Monthly Archives: March 2020
Holocaust Denial, Softcore
If you’re not aware that there is a new Amazon series about a group of Nazi hunters (called, in fact, “Hunters”) in the 1970s, then let me assure you that this is, in fact, your worst nightmare if, like me, you care a little bit about history. You can read about the series elsewhere – my colleague Prof. Bill Niven has written a great review of it for “History Extra,” the BBC’s history magazine. Here, I want to suggest why a series about the Holocaust that invents titillating, fantastical horrors about what happened during the Holocaust might be a bad idea.
When I was in graduate school in the 1990s, we talked about our hope that the aging generation of Holocaust deniers would soon die, and we could stop worrying about Holocaust denial. I know! We were very optimistic after the Berlin Wall for a good decade. The internet wasn’t really a big part of anyone’s normal life then, but I suspect that even without it, a new generation of Holocaust deniers would have appeared on the landscape anyway.

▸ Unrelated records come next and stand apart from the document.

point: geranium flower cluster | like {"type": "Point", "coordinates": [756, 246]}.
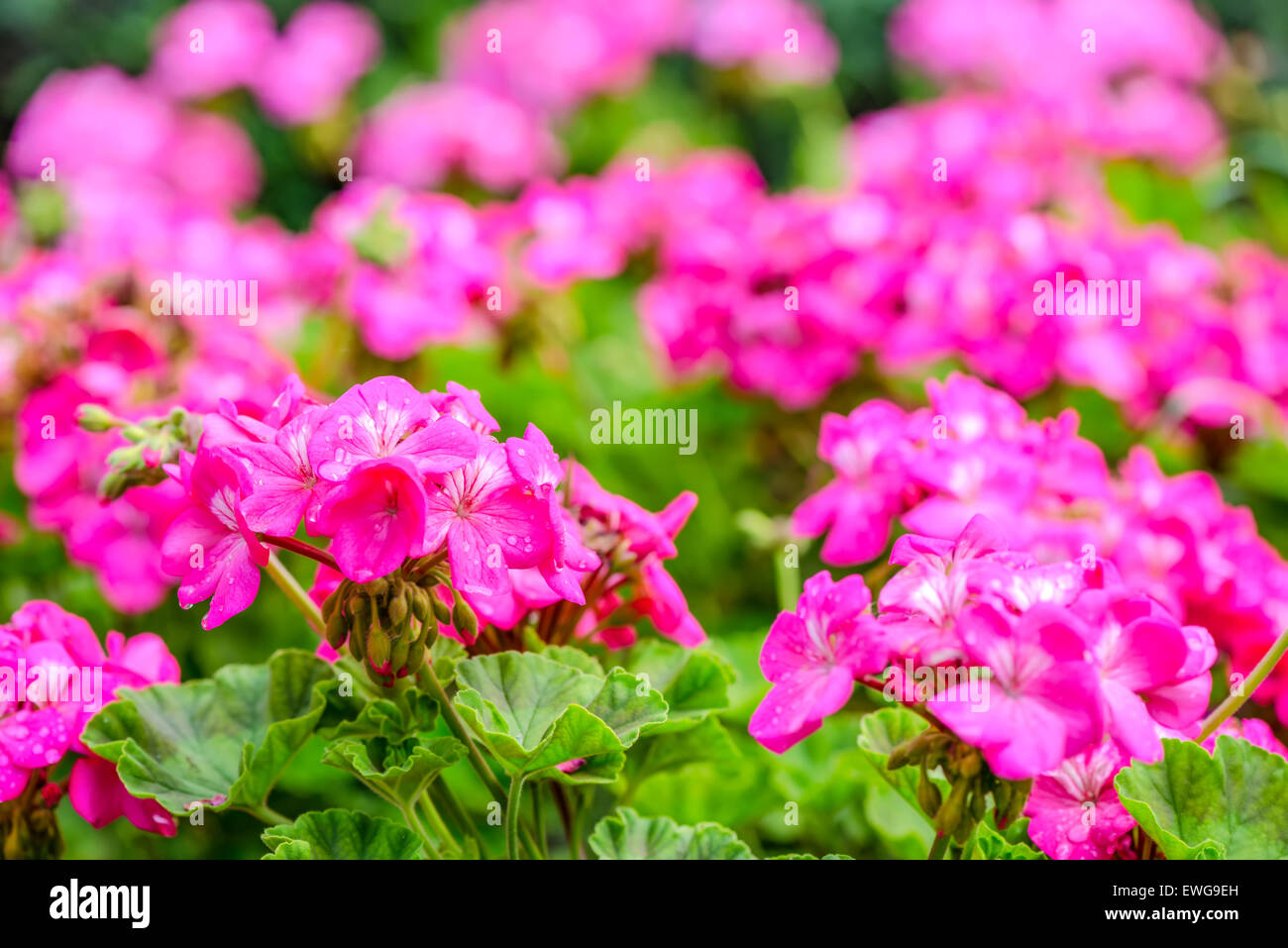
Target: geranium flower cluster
{"type": "Point", "coordinates": [85, 344]}
{"type": "Point", "coordinates": [54, 675]}
{"type": "Point", "coordinates": [1056, 672]}
{"type": "Point", "coordinates": [974, 451]}
{"type": "Point", "coordinates": [412, 487]}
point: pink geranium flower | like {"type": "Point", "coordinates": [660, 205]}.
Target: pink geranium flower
{"type": "Point", "coordinates": [386, 417]}
{"type": "Point", "coordinates": [812, 657]}
{"type": "Point", "coordinates": [535, 463]}
{"type": "Point", "coordinates": [286, 485]}
{"type": "Point", "coordinates": [1042, 697]}
{"type": "Point", "coordinates": [1136, 648]}
{"type": "Point", "coordinates": [1074, 810]}
{"type": "Point", "coordinates": [489, 522]}
{"type": "Point", "coordinates": [376, 518]}
{"type": "Point", "coordinates": [210, 545]}
{"type": "Point", "coordinates": [858, 506]}
{"type": "Point", "coordinates": [97, 793]}
{"type": "Point", "coordinates": [29, 741]}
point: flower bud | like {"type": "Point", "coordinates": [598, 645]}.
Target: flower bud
{"type": "Point", "coordinates": [336, 629]}
{"type": "Point", "coordinates": [1016, 805]}
{"type": "Point", "coordinates": [420, 605]}
{"type": "Point", "coordinates": [441, 612]}
{"type": "Point", "coordinates": [954, 807]}
{"type": "Point", "coordinates": [95, 417]}
{"type": "Point", "coordinates": [927, 794]}
{"type": "Point", "coordinates": [378, 648]}
{"type": "Point", "coordinates": [398, 608]}
{"type": "Point", "coordinates": [464, 618]}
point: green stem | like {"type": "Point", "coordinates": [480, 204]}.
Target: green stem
{"type": "Point", "coordinates": [295, 592]}
{"type": "Point", "coordinates": [437, 824]}
{"type": "Point", "coordinates": [540, 817]}
{"type": "Point", "coordinates": [313, 616]}
{"type": "Point", "coordinates": [1234, 700]}
{"type": "Point", "coordinates": [266, 814]}
{"type": "Point", "coordinates": [429, 682]}
{"type": "Point", "coordinates": [300, 548]}
{"type": "Point", "coordinates": [425, 843]}
{"type": "Point", "coordinates": [787, 579]}
{"type": "Point", "coordinates": [445, 798]}
{"type": "Point", "coordinates": [513, 814]}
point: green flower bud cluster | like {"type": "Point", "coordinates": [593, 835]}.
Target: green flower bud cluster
{"type": "Point", "coordinates": [29, 828]}
{"type": "Point", "coordinates": [153, 442]}
{"type": "Point", "coordinates": [390, 622]}
{"type": "Point", "coordinates": [970, 784]}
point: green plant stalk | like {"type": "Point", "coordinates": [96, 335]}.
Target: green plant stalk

Yet Holocaust denial has long stopped being actual denial; deniers are no longer interested in actual hardcore denial. What they do care about is what I would call softcore denial – what if it was bad, but wasn’t that bad? What if … What if… What if… and on and on until we arrive at an Amazon series that decides that the Holocaust wasn’t that bad at all. After all, the horrors of the mass murder of Jews and Roma, and the persecution of other ethnic, religious, and political groups, weren’t enough: Amazon had to invent a chess game in a killing center that never happened. This is the definition of softcore denial, and I use a pornography phrase here intentionally. The series is intended to shock and horrify and excite viewers; there is no attempt here to discuss actual suffering. If atrocities can be used to create a series “inspired by” rather than about the Holocaust, then they lose their status as atrocity and become fantasy horror.
I used to teach George Perec’s 1975 novel W, or The Memory of Childhood, and I could never quite decide what to think about it. This series reminds me a bit of Perec’s attempt to re-interpret the Holocaust as fantasy, but he never let the reader forget that the actual Holocaust was what the true horror was. Perec’s mother died in a killing center, and he spent his life trying to come turns with her suffering. I want to revisit Perec – I still own the French copy I read in college in Alan Astro’s seminar on memory – and think some more about why that novel moved me, whereas the Amazon series infuriates me.